No se puede recorrer la vida de Juan Pablo II sin encontrarse en ese camino la presencia maternal de la Virgen.

Y uno de sus gestos de madre,

le salvó la vida. 

 

Hace 30 años, el 13 de mayo de 1981 Juan Pablo II -que llevaba poco más de dos años como Pontífice- sufrió un atentado de mano del turco Alí Agca en la Plaza San Pedro.

Esta fecha coincide con el aniversario del día en que la Virgen se apareció a tres niños en Fátima. Durante su convalecencia, el Papa pidió un informe sobre las apariciones de Fátima, lo estudió en detalle y llegó a la conclusión que debía su vida a la amorosa intercesión de la Virgen.

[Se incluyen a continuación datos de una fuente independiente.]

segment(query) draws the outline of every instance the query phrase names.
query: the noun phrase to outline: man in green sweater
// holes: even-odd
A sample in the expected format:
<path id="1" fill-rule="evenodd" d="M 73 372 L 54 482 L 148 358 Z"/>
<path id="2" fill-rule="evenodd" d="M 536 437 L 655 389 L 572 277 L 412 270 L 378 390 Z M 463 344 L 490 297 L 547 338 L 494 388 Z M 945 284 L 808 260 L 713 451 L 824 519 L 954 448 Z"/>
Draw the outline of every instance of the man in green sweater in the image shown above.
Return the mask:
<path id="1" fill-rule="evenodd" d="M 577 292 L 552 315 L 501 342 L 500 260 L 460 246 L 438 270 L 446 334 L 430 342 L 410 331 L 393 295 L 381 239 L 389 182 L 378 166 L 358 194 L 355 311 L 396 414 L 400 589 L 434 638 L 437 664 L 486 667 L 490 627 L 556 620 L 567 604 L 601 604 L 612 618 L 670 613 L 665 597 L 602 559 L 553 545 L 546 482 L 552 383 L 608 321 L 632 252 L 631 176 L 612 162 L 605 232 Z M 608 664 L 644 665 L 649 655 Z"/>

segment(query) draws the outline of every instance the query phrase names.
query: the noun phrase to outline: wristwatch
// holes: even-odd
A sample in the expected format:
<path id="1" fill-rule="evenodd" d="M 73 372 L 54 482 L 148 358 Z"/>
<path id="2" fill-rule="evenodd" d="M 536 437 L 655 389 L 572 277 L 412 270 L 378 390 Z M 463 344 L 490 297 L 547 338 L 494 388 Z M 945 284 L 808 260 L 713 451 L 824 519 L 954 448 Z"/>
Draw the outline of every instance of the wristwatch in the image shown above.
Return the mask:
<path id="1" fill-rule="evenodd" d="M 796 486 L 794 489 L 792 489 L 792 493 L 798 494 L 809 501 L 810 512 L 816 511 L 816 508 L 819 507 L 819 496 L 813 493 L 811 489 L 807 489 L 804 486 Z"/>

Un año después del atentado, el 13 de mayo de 1982, Juan Pablo II viajó por primera vez a Fátima para “agradecer a la Virgen su intervención para la salvación de mi vida y el restablecimiento de mi salud”.

Un año más tarde, Juan Pablo II donó al santuario de Fátima la bala que le extrajeron, que está engarzada en la aureola de la corona de la imagen mariana que preside el santuario.

Juan Pablo II consagró solemnemente el mundo entero al corazón inmaculado de María, siguiendo una de las recomendaciones dadas por la Virgen a los pastorcitos. Tras un encuentro con la hermana Lucía, la tercera vidente y única sobreviviente de Fátima, Juan Pablo II repitió la consagración dos años más tarde junto a todos los Obispos del mundo.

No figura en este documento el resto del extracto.